After combing through the SEC filings of TERP, I concluded that there is no information that refutes my thesis. I did find an interesting quote in these filings from BEP’s Feb. 6 earnings call:
Really, the TERP transaction should be thought of separate and really was about simplifying the structure between BEP and TERP. It is really just trading the TERP public shares for BEP public shares. … And that the strategy around the proposal for TERP was really around simplifying that structure and just moving those TERP shareholders up into the BEP structure.”
Wyatt Hartley, CFO of Brookfield Renewable Partners.
Clearly, the CFO of BEP doesn’t seem to care much about the merger and it almost seems like BAM pushed BEP to make the offer.
There is one more factor that can sow confusion which is that the shares to be issued to TERP shareholders will be BEPC, a new corporate share class. It is created to accommodate shareholders who want to own shares of a corporation instead of a partnership. The shares will have the same economic characteristics as BEP units and they will be convertible as well. I regard this as a minor detail to the thesis.
The spread between TERP and the fair value of the proposal is the most intriguing or worrisome part about this story. As you can see in the chart below, the spread (at close) has mostly moved between $0.50 and $1 or 3% and 6% and is currently close to 4%.
Spread between TERP and offer for TERP using daily closing prices. Source: author’s own calculations.
This implies that either my math is wrong or that there is a good chance of a better offer, but the latter is unlikely as discussed. Let us continue with the math.
The proposal from BEP is quite simple: 0.36 shares of BEPC for each TERP share. The calculation of BEP in the January 13 press release states that the offer is a premium of 11% over the last close. At the time, the last closing prices of BEP and TERP were $48.07 and $15.60, respectively. The math then is: $48.07 * 0.36 = $17.31 & 15.6 * 111% = $17.32, practically spot-on. So it is not the numbers that are off. Dividends are also not the reason for the stable spread, as yields on the stocks are quite similar to each other.
The discussion above leads me to believe that there is an opportunity here because the market mistakenly believes that TERP could fetch a higher price than the proposed offer.
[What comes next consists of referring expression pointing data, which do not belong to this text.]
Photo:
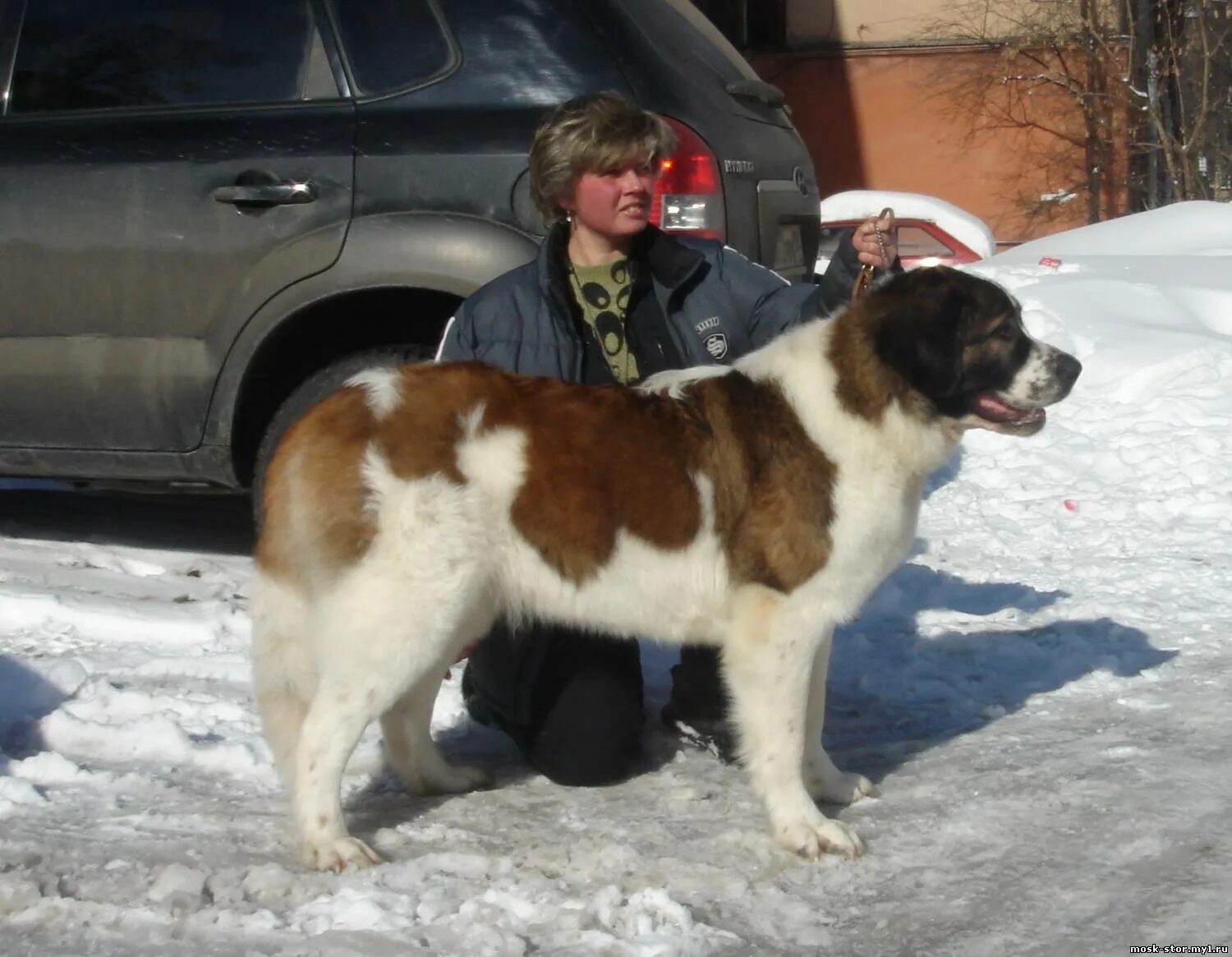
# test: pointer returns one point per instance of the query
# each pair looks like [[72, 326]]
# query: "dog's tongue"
[[990, 407]]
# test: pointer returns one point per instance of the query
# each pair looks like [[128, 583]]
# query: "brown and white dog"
[[749, 508]]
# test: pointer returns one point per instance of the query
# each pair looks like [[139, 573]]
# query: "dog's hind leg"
[[283, 668], [411, 752], [387, 629], [766, 661], [384, 646], [823, 780]]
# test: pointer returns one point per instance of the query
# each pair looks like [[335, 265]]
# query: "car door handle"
[[276, 192]]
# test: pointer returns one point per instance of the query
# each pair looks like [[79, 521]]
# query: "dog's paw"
[[839, 787], [455, 780], [812, 839], [340, 853]]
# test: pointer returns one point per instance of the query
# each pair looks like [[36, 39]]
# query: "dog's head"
[[958, 340]]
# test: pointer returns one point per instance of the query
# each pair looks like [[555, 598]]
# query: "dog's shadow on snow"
[[897, 686], [25, 697]]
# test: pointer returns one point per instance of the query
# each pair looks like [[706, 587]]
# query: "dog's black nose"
[[1067, 370]]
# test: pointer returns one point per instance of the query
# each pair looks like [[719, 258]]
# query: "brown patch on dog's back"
[[774, 486], [600, 460], [315, 489], [862, 389]]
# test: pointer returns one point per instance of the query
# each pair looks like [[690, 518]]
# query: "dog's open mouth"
[[1003, 416]]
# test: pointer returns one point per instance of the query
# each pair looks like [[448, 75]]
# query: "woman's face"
[[614, 204]]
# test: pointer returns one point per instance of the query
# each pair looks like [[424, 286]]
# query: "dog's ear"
[[921, 320]]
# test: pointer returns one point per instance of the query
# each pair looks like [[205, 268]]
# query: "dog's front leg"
[[768, 664], [823, 780]]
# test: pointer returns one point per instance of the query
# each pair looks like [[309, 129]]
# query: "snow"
[[968, 228], [1041, 693]]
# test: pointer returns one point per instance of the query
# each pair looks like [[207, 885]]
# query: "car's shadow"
[[26, 697], [894, 690], [221, 523]]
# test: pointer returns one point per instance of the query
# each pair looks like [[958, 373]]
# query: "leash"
[[867, 273]]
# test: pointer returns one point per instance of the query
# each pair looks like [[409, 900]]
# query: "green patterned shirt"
[[603, 295]]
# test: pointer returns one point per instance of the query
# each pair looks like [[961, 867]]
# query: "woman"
[[613, 300]]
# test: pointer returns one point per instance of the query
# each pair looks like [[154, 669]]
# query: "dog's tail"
[[283, 668]]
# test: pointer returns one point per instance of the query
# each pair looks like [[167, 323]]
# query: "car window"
[[126, 53], [392, 44], [918, 243]]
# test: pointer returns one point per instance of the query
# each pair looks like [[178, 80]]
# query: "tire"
[[319, 384]]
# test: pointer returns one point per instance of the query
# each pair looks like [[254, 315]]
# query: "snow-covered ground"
[[1042, 695]]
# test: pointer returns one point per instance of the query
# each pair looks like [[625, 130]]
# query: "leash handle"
[[864, 280]]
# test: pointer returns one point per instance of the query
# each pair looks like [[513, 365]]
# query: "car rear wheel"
[[319, 384]]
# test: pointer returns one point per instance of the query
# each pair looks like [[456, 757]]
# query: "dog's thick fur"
[[751, 508]]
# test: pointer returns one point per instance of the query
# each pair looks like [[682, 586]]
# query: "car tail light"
[[689, 192]]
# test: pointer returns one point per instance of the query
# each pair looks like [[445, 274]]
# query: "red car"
[[929, 229]]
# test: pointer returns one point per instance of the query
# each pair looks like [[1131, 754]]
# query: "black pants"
[[573, 702]]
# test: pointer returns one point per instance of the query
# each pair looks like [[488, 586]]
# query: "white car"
[[931, 232]]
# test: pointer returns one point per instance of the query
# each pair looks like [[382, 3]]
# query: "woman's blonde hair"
[[591, 133]]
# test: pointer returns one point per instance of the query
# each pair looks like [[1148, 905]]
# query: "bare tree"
[[1126, 104]]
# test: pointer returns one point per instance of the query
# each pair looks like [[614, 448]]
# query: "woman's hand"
[[869, 249]]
As it looks, we have a deal where the majority owner offers an attractive premium to public owners of a subsidiary. That subsidiary is 3% to 5%% overvalued and that is an opportunity. If anything, TERP should be trading below the offer, not above it. TERP shareholders could exploit this situation by selling their shares and buying shares of BEP instead at a ratio of 25 TERP shares for 9 units of BEP. Investors who like to get into special situations could instead sell TERP short while buying BEP in the same 25/9 (1/0.36) ratio. Each ‘package’ of 25 TERP and 9 BEP shares traded like this has an expected pay-off (if merger happens at proposed terms) of $21.20, or 4.15% using Wednesday’s closing prices.
Last but not least, it is uncertain when -if ever- the arbitrage trade will be profitable but it still looks like a very favorable risk/reward deal to me.
Disclosure: I am/we are long BEP, CWEN.A. I wrote this article myself, and it expresses my own opinions. I am not receiving compensation for it (other than from Seeking Alpha). I have no business relationship with any company whose stock is mentioned in this article.
Additional disclosure: I am short NEP, TERP.